China was a key source of demand throughout the oil price downturn. The country’s reported economic data helped convince market watchers that China would keep buying oil for consumption and for its strategic petroleum reserves. China’s small, independent refineries were permitted by the government to purchase certain quotas of crude oil on the open market. In addition to the massive amounts purchased for state-owned refineries, demand from these refineries was easy to forecast because of the biannual permit process.
Now, there are several important changes that could impact Chinese oil demand for the rest of 2018 and into 2019, and, by association, oil prices. These are issues that will not be reflected in the basic economic data China reports and may not turn up in major headlines.
The most obvious change has been an increase in crude oil prices. The price of the Brent benchmark has risen more than 5% since January 2018 and this has cut into the margins that independent Chinese refiners have been making on their products.
Next, the Chinese government recently instituted new tax rules that require independent refineries to pay a consumption tax of $38 per barrel of gasoline and $29 per barrel of diesel. This will have a serious impact on profits.

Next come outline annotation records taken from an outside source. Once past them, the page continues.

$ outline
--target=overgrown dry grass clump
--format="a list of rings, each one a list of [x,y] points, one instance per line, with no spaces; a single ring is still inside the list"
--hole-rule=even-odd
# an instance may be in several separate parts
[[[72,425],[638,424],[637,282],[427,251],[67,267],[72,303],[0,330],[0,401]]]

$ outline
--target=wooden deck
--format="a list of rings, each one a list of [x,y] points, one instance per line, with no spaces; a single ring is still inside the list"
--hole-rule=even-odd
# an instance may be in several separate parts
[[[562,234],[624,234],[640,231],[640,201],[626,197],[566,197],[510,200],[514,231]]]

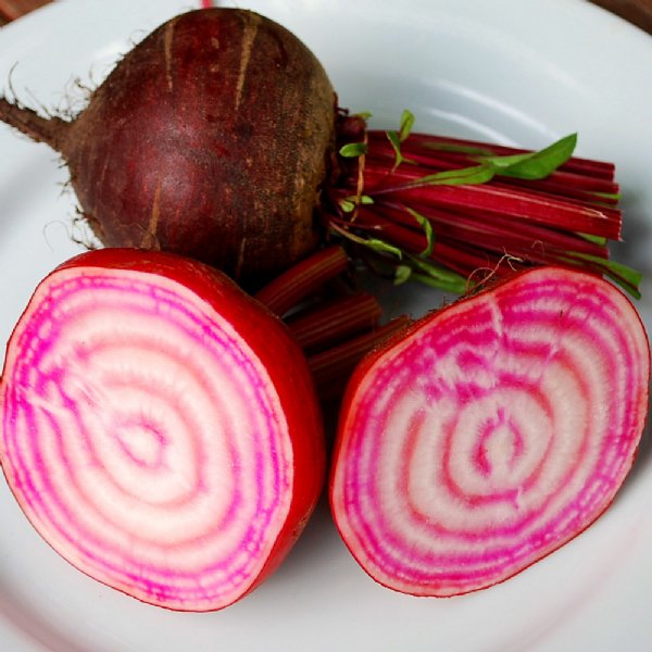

These factors have pushed many of the independent refineries in China to switch to fuel oil instead of crude oil. The refineries can make better margins processing fuel oil than crude oil because they are able to deduct the tax when they sell their refined products later.
However, there are still added costs of purchasing fuel oil instead of crude oil and this has resulted in a decrease in refinery runs in recent months. According to a survey from a Chinese consultancy, independent refiners in China operated at about 63% of their total capacity in May.
Chinese economic data may also be obscuring the challenges facing Chinese independent refineries. Official data showed that Chinese refinery runs rose 8% in June as compared to last year and increased by 1.5% from the previous month. However, the gains came from Chinese state-owned refineries and overshadowed the losses from independent refiners, according to an analysis from Reuters.
The Chinese government actually raised the crude oil import quotas for independent refineries last week, but it seems unlikely that refineries will use up their quotas in 2018. Unless China retracts its tax policy, global markets could lose an important source of crude oil demand. However, there are some creative solutions these refineries could pursue to increase their margins even with higher oil prices and higher taxes.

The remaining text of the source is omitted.